Lorri Cramer be bringing her turtles to Open House on July 26.
Lorri Cramer has about 20 tanks in her living room for rehabilitating turtles. She also has a very understanding husband.
“I’m lucky in that he loves me enough to let me have my turtles,” she said.
Turtles have always been a part of the Cramer family. She said that when her kids were young they were proud of mom’s passion, when they were teens not so much, and now, as adults, they’ve come back around. Her daughter is now a field biologist.
“People don’t expect that turtles have a personality, but every turtle is different,” she said. “Some are outgoing and gregarious and some are shy, just like people or dogs.”
Cramer said that wood turtles and box turtles tend to be some of the smartest. She attributes their smarts to being semiaquatic, constantly making decisions as to whether to stay on land or go into the water. She says that box turtles are not great swimmers but wade along the banks.
There used to be box turtles throughout Manhattan, and wood turtles in Riverdale. Now, both are listed by New York State as “species of special concern.” The combination of habitat destruction, pollution and illegal collection has taken a toll.

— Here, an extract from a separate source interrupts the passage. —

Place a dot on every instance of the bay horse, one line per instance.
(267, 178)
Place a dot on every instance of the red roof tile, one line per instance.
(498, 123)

Box turtles are easy to pick up, and people did, taking them home as pets and stripping the island of its signature turtle.

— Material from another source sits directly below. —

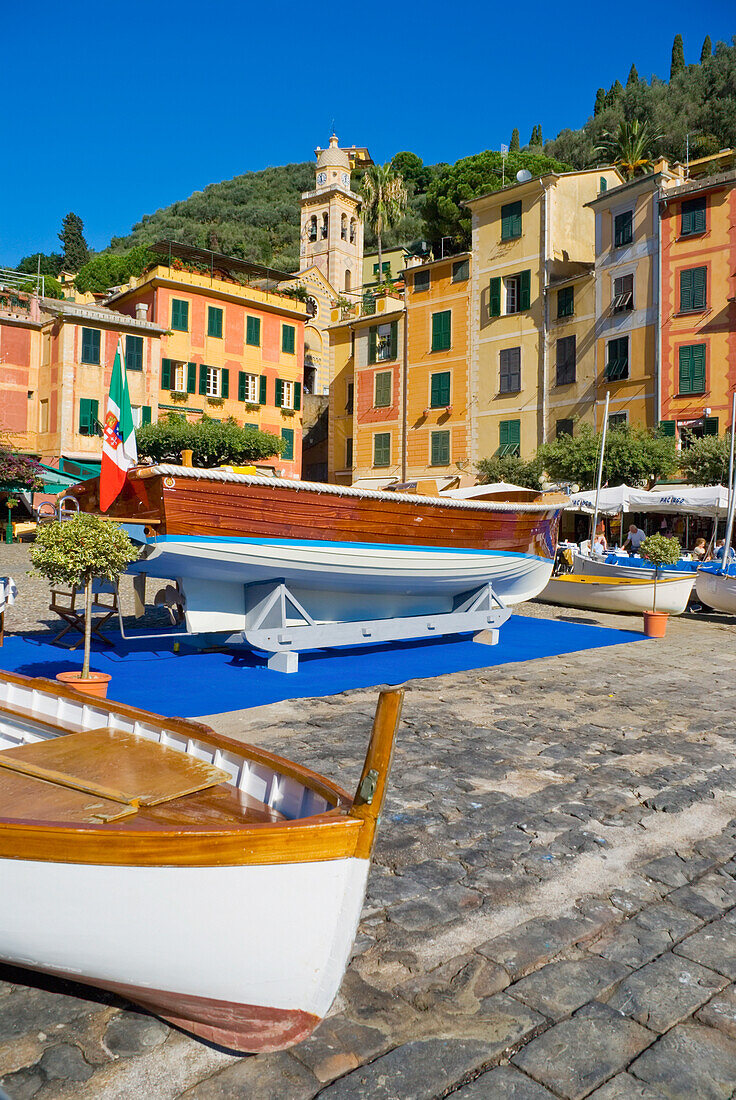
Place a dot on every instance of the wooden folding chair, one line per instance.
(64, 604)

She said that the most abundant turtle species in the Hudson is the snapping turtle. The snapper gets a lot of bad press; people are afraid of them, she said. For the most part, snappers are shy when underwater. Their aquatic nature leaves them with little need for a hard bottom shell, known as a plastron. When females come out of the water to lay eggs their underbelly is exposed. Their only means of protection is to hiss and snap, making for a pretty mean mommy.

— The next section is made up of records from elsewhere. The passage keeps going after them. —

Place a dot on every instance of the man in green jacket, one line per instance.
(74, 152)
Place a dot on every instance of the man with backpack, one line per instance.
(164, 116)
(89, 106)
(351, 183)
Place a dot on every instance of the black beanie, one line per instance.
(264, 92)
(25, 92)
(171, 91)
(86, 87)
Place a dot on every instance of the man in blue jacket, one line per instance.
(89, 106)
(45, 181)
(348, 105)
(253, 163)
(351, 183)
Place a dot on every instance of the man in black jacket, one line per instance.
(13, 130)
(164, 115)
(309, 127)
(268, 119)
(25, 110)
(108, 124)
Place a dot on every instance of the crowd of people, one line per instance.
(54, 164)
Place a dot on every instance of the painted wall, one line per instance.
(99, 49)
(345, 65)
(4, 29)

Cramer is recognized as a go-to person in New York for helping turtles in need. For the past 25 years she’s been the director of rehabilitation for the New York Turtle and Tortoise Society. She’s licensed to help some turtles but not all, like the Kemp’s Ridley sea turtle that was found near the Tappan Zee Bridge after Hurricane Sandy. He was sent to the Riverhead Foundation, the only organization in New York State authorized to help federally and internationally protected turtles.
While the Tappan Zee may not be the natural habitat for the Kemp’s Ridley, it is a perfect location for a colony of Diamondback Terrapins. They once were found throughout both the Hudson and East Rivers as well as New York Harbor. Their ranks were depleted during the Roaring Twenties, when the hoi polloi indulged in a seemingly bottomless bowl of turtle soup. But then came the Depression, and people couldn’t afford the sherry used to cook the delicacy. As a result, the diamondback terrapin was saved from extinction. They are only found along the eastern seaboard, in the marshes and streams. They are only turtles to live full time in brackish water. Besides the Hudson, they can still be found in Jamaica Bay.
Cramer doesn’t think of turtle conservation as her life’s work so much as a way of life. She initially thought she’d be an artist. She puts her background in education to use for the turtles as well, reaching out to young people and teaching them about the beauty of their environment through the remarkable turtles in their metropolis. She hopes they can preserve a future for the creature.
“Many turtles are near extinction. My wish would be for all 300 turtle species worldwide to continue to recover and thrive in the wild,” she said. “The first turtles preceded the dinosaur. They deserve to continue.”